Marginal function like marginal cost, marginal revenue, and marginal profit are all derivatives. This means that we can undo these derivatives to obtain the cost, revenue, and profit functions by taking their antiderivatives.

For example, suppose the marginal cost for a product is given by

$latex \displaystyle {C}'(x)=0.2{{x}^{2}}+5x$

where *x* is the number of units produced. Also suppose the fixed cost are 1000 dollars. The antiderivative of the marginal cost is

$latex \displaystyle C(x)=\frac{0.2}{3}{{x}^{3}}+\frac{5}{2}{{x}^{2}}+K$

where K is an arbitrary constant.
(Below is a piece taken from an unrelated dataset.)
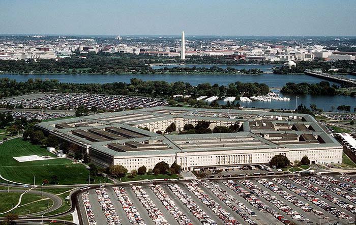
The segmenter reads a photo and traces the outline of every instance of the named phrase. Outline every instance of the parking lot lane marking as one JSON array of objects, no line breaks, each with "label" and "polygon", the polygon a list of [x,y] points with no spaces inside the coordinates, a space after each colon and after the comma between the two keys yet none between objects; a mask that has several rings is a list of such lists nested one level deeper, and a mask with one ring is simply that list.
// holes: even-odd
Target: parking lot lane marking
[{"label": "parking lot lane marking", "polygon": [[121,205],[120,202],[117,201],[117,197],[116,196],[114,190],[111,187],[107,187],[106,190],[107,190],[109,197],[111,200],[111,203],[113,204],[114,207],[115,207],[115,210],[118,215],[121,222],[123,224],[130,224],[129,219],[127,218],[126,213],[123,209],[123,205]]},{"label": "parking lot lane marking", "polygon": [[[257,182],[257,181],[251,181],[252,183],[256,185],[258,185],[259,183]],[[275,182],[273,182],[273,184],[275,184]],[[281,195],[279,194],[277,194],[277,193],[275,193],[272,190],[270,190],[269,189],[265,187],[262,184],[260,184],[259,185],[259,187],[262,189],[263,191],[267,191],[270,194],[272,195],[275,195],[277,197],[278,200],[281,200],[282,202],[284,203],[286,205],[287,205],[288,206],[290,207],[291,209],[292,209],[293,210],[296,211],[298,213],[301,214],[301,215],[304,215],[307,218],[309,219],[310,221],[312,221],[314,223],[317,223],[319,220],[318,220],[317,218],[316,217],[316,215],[314,214],[313,213],[311,212],[305,212],[304,210],[302,210],[300,208],[296,206],[294,206],[293,205],[292,203],[291,202],[289,202],[288,200],[286,199],[282,198]],[[306,202],[306,200],[304,200],[303,201],[303,202]],[[294,221],[295,223],[298,223],[298,220],[295,220],[294,219],[293,219],[291,218],[290,216],[288,216],[289,217],[291,218],[291,221]]]},{"label": "parking lot lane marking", "polygon": [[193,199],[193,200],[194,200],[194,202],[198,204],[199,207],[201,209],[202,209],[207,215],[209,215],[211,217],[212,219],[213,219],[215,222],[216,222],[218,224],[224,224],[224,222],[220,219],[220,218],[218,217],[216,215],[215,215],[215,213],[214,213],[211,209],[209,208],[207,206],[206,206],[205,205],[203,204],[200,200],[198,199],[198,197],[197,197],[195,194],[194,194],[193,193],[192,193],[188,190],[188,189],[186,187],[186,185],[184,184],[179,184],[178,186],[182,188],[184,192],[185,192],[188,195],[192,197]]},{"label": "parking lot lane marking", "polygon": [[[286,180],[286,181],[288,182],[289,183],[290,183],[290,181],[289,181],[288,180]],[[298,200],[308,203],[312,207],[313,207],[314,209],[316,209],[316,210],[321,211],[324,214],[323,216],[329,216],[329,218],[332,219],[329,219],[328,221],[325,220],[325,222],[330,222],[332,223],[335,222],[337,222],[338,219],[337,219],[337,218],[335,216],[334,216],[332,214],[330,213],[329,212],[328,212],[328,211],[324,210],[324,209],[322,209],[321,207],[320,207],[317,205],[314,204],[311,202],[307,200],[306,199],[304,199],[304,198],[301,197],[301,196],[299,195],[298,194],[296,194],[293,191],[291,191],[290,190],[289,190],[288,188],[286,188],[285,187],[283,186],[283,185],[280,185],[280,184],[278,183],[277,182],[274,182],[273,183],[277,187],[281,188],[284,190],[286,191],[287,192],[287,193],[289,193],[289,194],[295,196]],[[314,216],[315,216],[315,215],[314,215]],[[320,222],[320,221],[319,221],[319,222]]]},{"label": "parking lot lane marking", "polygon": [[[214,185],[213,185],[213,184],[212,184],[212,183],[211,183],[210,184],[212,185],[212,186],[213,187],[213,188],[214,189],[214,190],[215,190],[216,191],[217,191],[218,192],[219,192],[219,193],[220,193],[220,194],[221,194],[222,196],[225,197],[227,199],[228,199],[228,198],[227,198],[227,196],[226,194],[224,194],[223,192],[222,192],[221,191],[220,191],[219,190],[218,190],[218,189],[217,189],[216,187],[215,187]],[[216,183],[216,184],[219,187],[220,187],[220,188],[221,188],[221,189],[222,189],[223,190],[224,190],[224,189],[221,187],[221,185],[220,185],[221,183],[217,183],[217,183]],[[229,193],[228,192],[228,193]],[[237,199],[236,199],[236,200],[239,201],[239,200],[238,200]],[[259,220],[258,220],[258,219],[257,219],[257,216],[256,216],[256,215],[255,215],[255,216],[252,216],[249,215],[249,214],[248,213],[247,213],[245,210],[244,210],[242,208],[241,208],[237,204],[235,203],[234,202],[232,202],[232,201],[230,201],[230,202],[231,202],[231,203],[232,203],[234,206],[235,206],[235,207],[236,207],[238,208],[238,209],[239,209],[239,210],[240,210],[241,212],[242,212],[245,215],[247,215],[248,216],[249,216],[249,217],[250,217],[250,218],[251,219],[252,219],[253,220],[255,221],[255,222],[256,222],[257,224],[259,224],[259,225],[260,225],[260,224],[261,224],[261,222],[260,222]],[[241,203],[241,201],[239,201],[239,202],[240,202],[240,203]],[[244,205],[245,205],[245,204],[244,204]],[[246,205],[245,205],[245,206],[246,206],[246,207],[247,207],[247,206]],[[248,208],[249,209],[251,210],[252,211],[253,211],[253,212],[254,212],[254,210],[252,210],[252,208],[249,208],[249,207],[247,207],[247,208]],[[255,208],[254,208],[254,209],[255,209]],[[237,214],[237,213],[236,213],[236,214]],[[239,216],[240,216],[239,215]]]},{"label": "parking lot lane marking", "polygon": [[262,212],[258,210],[257,209],[252,206],[245,199],[239,195],[237,193],[235,193],[234,191],[229,188],[228,187],[226,187],[224,184],[220,183],[219,184],[219,185],[228,193],[233,196],[235,199],[237,199],[244,205],[248,207],[250,209],[253,210],[253,211],[256,213],[256,215],[257,215],[257,216],[255,217],[257,218],[256,220],[261,223],[262,224],[270,225],[271,224],[282,224],[280,221],[273,217],[273,216],[271,215],[270,213],[266,212]]},{"label": "parking lot lane marking", "polygon": [[246,222],[245,221],[244,219],[241,218],[241,216],[236,213],[234,211],[232,210],[231,208],[229,207],[225,204],[223,201],[220,200],[214,193],[211,192],[210,190],[209,190],[206,187],[202,185],[199,185],[200,188],[204,191],[209,196],[214,200],[217,203],[219,204],[222,208],[223,208],[225,210],[226,210],[229,213],[230,213],[231,216],[233,216],[236,220],[238,220],[240,223],[244,224]]},{"label": "parking lot lane marking", "polygon": [[[325,201],[325,202],[328,203],[328,204],[329,204],[329,205],[330,205],[331,206],[334,206],[334,207],[336,207],[336,208],[337,209],[338,209],[339,210],[340,210],[340,211],[342,211],[342,212],[344,212],[345,214],[347,214],[347,215],[349,215],[350,216],[351,216],[351,217],[352,217],[352,219],[353,219],[353,221],[354,221],[354,219],[355,219],[354,215],[352,215],[352,213],[350,213],[350,212],[349,212],[348,210],[345,210],[345,209],[343,209],[342,208],[341,208],[341,207],[340,207],[340,206],[338,206],[338,205],[336,205],[336,204],[335,204],[335,203],[333,203],[333,202],[330,202],[330,201],[329,201],[329,200],[327,200],[327,199],[325,199],[325,198],[323,198],[323,197],[321,196],[321,195],[316,194],[316,193],[314,193],[313,191],[311,191],[311,190],[310,190],[307,189],[307,188],[305,188],[305,187],[303,187],[303,186],[301,185],[300,184],[298,184],[298,183],[296,183],[296,182],[294,182],[293,181],[292,181],[291,180],[289,180],[289,179],[288,179],[288,181],[289,182],[292,183],[293,184],[295,185],[295,186],[296,186],[298,188],[302,189],[302,190],[306,190],[306,191],[308,191],[308,192],[310,194],[312,194],[312,195],[313,195],[314,196],[315,196],[316,197],[318,198],[319,199],[322,200],[323,201]],[[313,182],[311,182],[310,183],[312,183]]]},{"label": "parking lot lane marking", "polygon": [[172,191],[170,190],[170,189],[169,189],[169,188],[167,187],[167,185],[164,185],[162,186],[162,187],[167,194],[168,194],[170,198],[172,199],[173,202],[174,202],[175,205],[177,205],[180,209],[181,209],[181,210],[182,210],[182,212],[186,213],[186,215],[188,216],[189,219],[190,219],[193,224],[199,224],[201,223],[200,221],[199,221],[199,220],[192,214],[192,213],[189,211],[189,209],[188,209],[188,208],[187,208],[184,204],[183,204],[183,203],[182,203],[182,201],[179,200],[178,197],[172,193]]},{"label": "parking lot lane marking", "polygon": [[89,190],[89,201],[92,205],[93,212],[94,213],[94,217],[97,224],[107,224],[106,218],[105,218],[104,212],[101,210],[100,205],[98,202],[97,193],[94,189]]},{"label": "parking lot lane marking", "polygon": [[141,217],[142,218],[142,219],[143,219],[146,224],[147,225],[155,225],[155,223],[153,222],[153,220],[152,220],[152,219],[150,218],[150,216],[149,216],[149,214],[147,213],[146,209],[143,207],[142,203],[138,201],[138,199],[137,199],[136,194],[135,194],[135,193],[132,191],[132,189],[131,188],[131,187],[125,188],[125,190],[126,191],[127,194],[129,195],[129,198],[130,198],[130,199],[131,199],[131,201],[132,202],[132,203],[135,205],[136,209],[138,210]]},{"label": "parking lot lane marking", "polygon": [[142,187],[142,188],[147,192],[147,194],[150,196],[151,200],[156,205],[156,206],[160,210],[161,212],[163,214],[164,218],[166,218],[168,222],[171,225],[178,224],[178,222],[175,220],[175,219],[173,217],[172,214],[170,214],[169,212],[166,209],[163,205],[162,205],[161,201],[158,199],[155,193],[153,192],[152,190],[148,186]]}]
By requiring that the fixed cost is 1000 dollars, we know that the cost of producing no items is $1000 or C(0) = 1000. This means that

$latex \displaystyle C(0)=\frac{0.2}{3}\cdot {{0}^{3}}+\frac{5}{2}\cdot {{0}^{2}}+K=1000$

or K = 1000. The cost function matching the marginal cost and fixed cost is

$latex \displaystyle C(x)=\frac{0.2}{3}{{x}^{3}}+\frac{5}{2}{{x}^{2}}+1000$

Here are several more examples worked out by students.

**Example 1** Find the demand function corresponding to the marginal revenue

$latex \displaystyle {R}'(x)=175-0.02x-0.03{{x}^{2}}$

Remember, no revenue is incurred when no items are sold.

**Example 2** Find the cost function corresponding to the marginal cost function

$latex \displaystyle {C}'(x)={{x}^{\tfrac{1}{2}}}$

Assume that 16 units costs 45 dollars.

**Example 3** The marginal profit in dollars per pound on Brie cheese is

$latex \displaystyle {P}'(x)=x\left( 50{{x}^{2}}+30x \right)$

where *x* is the amount of cheese sold in hundreds of pounds. Assume the profit is -40 when no cheese is sold.

a. Find the profit function.

b. Find the profit from selling 200 pounds of cheese.

Since the variable *x* is in hundreds of pounds, the profit is found by substituting 2 (not 200) into the function.